News & Analysis

OpenAI Lures More Publishers to Its Side

This despite a legal dispute around whether it can use print media data to train AI models

When the New York Times took on OpenAI late last year in a lawsuit about using data from the publication to train its AI models, opinion was divided round the middle. The publishers felt that they deserved money for original content while the so-called tech czars wanted them to think bigger. 

Just so that our readers are aware, our team at CXOToday prefers thinking small in this context and believe that original content deserves a higher value than something created by a chatbot based on a bevy of queries. 

Anyway, the point now is that OpenAI seems to be forging more deals with publishers, specifically across Europe  on the same lines. Moreover, they are doing so in spite of the legal battle being fought with the NYT in a US court. For good measure OpenAI announced deals with Le Monde and Prisa Media to bring French and Spanish news to ChatGPT. 

OpenAI acquires news from two brands

The blog post claims that the partnership would ensure that these companies current affairs coverage would be revealed to ChatGPT users based on where it makes sense and also contribute to OpenAI’s training data. 

This is what OpenAI in the post: “Over the coming months, ChatGPT users will be able to interact with relevant news content from these publishers through select summaries with attribution and enhanced links to the original articles, giving users the ability to access additional information or related articles from their news sites … We are continually making improvements to ChatGPT and are supporting the essential role of the news industry in delivering real-time, authoritative information to users.” 

In addition, the company also revealed the licensing deals with a few other content providers as well. They have access to Shutterstock for images, videos and music training data as well as with the Associated Press, Axel Springer which owns Business Insider, Le Monde and Prisa Media. 

No mention of payments, but is it enough?

There is no mention of the monetary aspects of the deal but from earlier media reports the conjecture is that OpenAI could be paying between $1 million to $5 million a year for the archives that train GenAI models. Of course, this doesn’t help us estimate the payout for Shutterstock though reports from The Information indicate that it could be paying out $4 million to $20 million a year for news. 

At first glance, it might look like a decent sum of money, but look at OpenAI’s war chest of $11 billion and the annualized revenues of $2 billion, and the amount seems like peanuts. The challenge here is two-pronged here: The first is that publications are themselves struggling to hold their heads above water and the second is OpenAI might just be staving off potential competitors from entering similar agreements later. 

This ain’t about an OpenAI hegemony 

Once again, it would be erroneous to perceive this move from OpenAI as a response to what may be when the likes of Google and Apple (if and when they plan to enter the GenAI race). The true question at this juncture is how these Big Tech giants can use their massive war chests to monopolise further AI  developments by pushing away startup competition. 

Of course, one cannot see any entry barriers at this point in time, but this move by OpenAI and possibly a few more that could follow from fellow Big Tech giants, could challenge the status quo.
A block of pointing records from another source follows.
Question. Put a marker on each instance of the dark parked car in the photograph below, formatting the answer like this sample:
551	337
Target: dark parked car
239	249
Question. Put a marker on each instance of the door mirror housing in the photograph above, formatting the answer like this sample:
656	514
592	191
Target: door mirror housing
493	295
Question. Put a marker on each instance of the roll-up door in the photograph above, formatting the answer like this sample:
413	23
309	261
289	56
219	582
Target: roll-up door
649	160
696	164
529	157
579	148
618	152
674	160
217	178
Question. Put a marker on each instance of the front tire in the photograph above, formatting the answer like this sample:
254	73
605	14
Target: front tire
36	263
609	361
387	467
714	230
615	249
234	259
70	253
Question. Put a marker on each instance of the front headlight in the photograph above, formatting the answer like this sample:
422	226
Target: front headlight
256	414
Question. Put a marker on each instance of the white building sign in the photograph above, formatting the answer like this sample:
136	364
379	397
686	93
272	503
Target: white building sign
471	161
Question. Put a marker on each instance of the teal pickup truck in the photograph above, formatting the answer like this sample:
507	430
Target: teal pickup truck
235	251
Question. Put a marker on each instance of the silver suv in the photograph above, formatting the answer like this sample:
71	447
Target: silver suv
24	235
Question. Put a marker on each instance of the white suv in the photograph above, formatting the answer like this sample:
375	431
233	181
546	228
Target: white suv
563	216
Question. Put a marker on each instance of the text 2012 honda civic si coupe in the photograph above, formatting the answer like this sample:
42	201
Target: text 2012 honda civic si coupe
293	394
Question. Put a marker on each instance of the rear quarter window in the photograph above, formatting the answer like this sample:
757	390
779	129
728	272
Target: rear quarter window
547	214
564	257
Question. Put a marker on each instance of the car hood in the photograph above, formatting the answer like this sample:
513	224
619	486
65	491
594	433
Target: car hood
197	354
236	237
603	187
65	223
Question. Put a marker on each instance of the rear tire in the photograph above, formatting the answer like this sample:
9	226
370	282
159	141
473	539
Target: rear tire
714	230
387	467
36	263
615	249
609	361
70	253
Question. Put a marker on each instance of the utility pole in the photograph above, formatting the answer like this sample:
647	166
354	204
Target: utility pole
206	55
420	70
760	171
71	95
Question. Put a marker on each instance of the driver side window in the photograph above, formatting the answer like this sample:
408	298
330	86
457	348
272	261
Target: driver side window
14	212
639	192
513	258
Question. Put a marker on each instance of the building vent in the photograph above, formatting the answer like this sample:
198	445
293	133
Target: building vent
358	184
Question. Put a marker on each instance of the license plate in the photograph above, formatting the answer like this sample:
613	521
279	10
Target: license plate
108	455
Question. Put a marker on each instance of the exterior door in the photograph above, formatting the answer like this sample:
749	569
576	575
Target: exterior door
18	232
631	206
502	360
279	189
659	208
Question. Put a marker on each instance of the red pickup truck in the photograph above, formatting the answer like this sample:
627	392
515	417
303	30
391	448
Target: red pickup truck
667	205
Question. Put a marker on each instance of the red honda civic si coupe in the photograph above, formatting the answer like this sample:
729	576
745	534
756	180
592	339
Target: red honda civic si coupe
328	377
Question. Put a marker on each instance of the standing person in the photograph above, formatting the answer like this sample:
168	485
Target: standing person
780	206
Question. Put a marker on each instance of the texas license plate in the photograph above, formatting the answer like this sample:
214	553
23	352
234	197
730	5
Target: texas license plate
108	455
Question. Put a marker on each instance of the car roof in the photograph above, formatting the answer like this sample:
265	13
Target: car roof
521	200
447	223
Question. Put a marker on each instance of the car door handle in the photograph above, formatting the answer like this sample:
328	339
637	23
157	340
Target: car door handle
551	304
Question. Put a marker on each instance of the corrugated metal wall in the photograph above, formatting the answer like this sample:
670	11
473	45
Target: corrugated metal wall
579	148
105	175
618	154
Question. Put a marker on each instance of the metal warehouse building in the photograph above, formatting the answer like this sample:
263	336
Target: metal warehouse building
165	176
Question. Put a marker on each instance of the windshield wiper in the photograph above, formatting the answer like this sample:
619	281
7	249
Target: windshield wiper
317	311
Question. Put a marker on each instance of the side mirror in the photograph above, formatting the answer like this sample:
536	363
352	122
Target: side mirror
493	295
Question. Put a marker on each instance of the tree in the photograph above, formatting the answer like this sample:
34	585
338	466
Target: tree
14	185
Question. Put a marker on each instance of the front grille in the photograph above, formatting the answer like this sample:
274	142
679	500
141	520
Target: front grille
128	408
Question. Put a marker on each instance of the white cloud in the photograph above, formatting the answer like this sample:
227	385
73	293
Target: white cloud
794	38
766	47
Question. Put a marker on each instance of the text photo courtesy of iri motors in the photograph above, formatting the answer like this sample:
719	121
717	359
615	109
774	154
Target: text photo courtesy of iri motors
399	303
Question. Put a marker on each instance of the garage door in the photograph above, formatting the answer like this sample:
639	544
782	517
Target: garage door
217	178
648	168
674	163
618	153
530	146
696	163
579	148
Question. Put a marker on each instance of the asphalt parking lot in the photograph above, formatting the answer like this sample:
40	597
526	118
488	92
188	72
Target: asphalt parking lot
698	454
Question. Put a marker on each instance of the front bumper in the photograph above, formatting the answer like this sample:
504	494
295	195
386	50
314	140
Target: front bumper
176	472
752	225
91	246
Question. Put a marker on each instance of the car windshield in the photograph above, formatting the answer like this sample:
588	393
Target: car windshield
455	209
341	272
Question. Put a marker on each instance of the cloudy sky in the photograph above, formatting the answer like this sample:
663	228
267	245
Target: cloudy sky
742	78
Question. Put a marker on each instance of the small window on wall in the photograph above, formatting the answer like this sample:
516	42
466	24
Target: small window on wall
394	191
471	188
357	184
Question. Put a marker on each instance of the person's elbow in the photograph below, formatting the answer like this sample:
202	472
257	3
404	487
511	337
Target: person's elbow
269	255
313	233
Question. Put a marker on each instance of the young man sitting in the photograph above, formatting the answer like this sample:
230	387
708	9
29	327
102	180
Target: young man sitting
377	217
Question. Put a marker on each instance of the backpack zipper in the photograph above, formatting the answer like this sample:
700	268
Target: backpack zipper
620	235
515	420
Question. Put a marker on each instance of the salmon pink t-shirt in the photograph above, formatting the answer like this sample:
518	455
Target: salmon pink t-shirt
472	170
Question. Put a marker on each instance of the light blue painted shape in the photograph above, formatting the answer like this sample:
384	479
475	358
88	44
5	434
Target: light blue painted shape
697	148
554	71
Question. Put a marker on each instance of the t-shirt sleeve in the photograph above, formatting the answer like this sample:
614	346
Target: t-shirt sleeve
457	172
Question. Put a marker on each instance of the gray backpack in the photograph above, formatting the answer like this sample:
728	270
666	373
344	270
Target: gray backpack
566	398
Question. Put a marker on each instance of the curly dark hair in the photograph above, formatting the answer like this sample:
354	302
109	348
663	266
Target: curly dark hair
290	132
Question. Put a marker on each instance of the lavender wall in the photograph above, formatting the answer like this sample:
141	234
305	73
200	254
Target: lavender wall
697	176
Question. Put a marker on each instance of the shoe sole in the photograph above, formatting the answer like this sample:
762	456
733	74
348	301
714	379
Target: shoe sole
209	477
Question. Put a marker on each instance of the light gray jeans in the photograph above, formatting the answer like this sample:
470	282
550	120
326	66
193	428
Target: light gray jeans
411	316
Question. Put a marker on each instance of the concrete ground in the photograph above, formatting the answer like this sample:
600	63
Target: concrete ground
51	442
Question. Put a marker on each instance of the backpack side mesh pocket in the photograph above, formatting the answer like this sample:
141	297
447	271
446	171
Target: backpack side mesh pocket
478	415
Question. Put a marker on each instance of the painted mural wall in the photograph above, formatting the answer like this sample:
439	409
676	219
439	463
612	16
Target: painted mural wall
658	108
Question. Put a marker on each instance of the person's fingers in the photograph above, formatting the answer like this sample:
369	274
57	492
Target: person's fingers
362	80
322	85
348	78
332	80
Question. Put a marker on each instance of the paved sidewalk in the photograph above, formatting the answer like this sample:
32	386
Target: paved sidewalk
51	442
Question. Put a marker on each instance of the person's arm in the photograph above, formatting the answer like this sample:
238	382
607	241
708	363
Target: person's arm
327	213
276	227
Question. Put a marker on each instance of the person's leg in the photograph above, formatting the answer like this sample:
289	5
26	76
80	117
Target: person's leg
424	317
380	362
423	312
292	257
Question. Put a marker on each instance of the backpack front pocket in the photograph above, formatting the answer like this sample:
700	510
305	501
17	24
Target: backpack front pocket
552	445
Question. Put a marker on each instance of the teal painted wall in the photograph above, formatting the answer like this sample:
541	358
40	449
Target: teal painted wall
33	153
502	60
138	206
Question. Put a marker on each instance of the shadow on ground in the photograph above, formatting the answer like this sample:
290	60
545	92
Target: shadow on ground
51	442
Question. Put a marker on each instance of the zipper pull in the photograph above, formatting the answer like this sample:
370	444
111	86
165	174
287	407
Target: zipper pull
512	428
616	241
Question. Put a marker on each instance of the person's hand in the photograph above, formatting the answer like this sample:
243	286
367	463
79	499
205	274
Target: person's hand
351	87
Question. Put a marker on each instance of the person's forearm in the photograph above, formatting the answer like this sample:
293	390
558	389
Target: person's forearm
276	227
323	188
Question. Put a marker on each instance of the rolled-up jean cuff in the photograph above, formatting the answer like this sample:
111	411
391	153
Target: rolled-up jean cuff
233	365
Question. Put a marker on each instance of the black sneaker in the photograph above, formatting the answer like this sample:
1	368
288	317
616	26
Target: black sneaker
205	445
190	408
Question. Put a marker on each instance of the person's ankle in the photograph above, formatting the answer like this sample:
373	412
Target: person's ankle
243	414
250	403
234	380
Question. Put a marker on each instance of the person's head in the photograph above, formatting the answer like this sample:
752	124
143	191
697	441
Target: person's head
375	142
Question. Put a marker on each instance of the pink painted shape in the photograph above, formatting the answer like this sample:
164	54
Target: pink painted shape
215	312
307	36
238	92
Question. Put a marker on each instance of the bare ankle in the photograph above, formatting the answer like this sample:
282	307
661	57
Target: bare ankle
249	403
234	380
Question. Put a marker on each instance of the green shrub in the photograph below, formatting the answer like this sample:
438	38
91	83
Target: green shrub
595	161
For now, most AI vendors are ignoring IP holders and not opting to license the data they require to train AI models. 

Companies are training on movie stills without having a deal with the owners of those images and the same is the case with the music industry. Going forward, the question to ask would be whether licensing should just cover the cost of doing business and experimenting in the AI space or go beyond? 

Maybe, this is where an AI regulator would come into play. The IP holder needs protection and so does the AI vendor, many of whom are in the startup phase. There should be provisions to safeguard them from legal liability as long as there is transparency and ethical standards being maintained in the use of such content.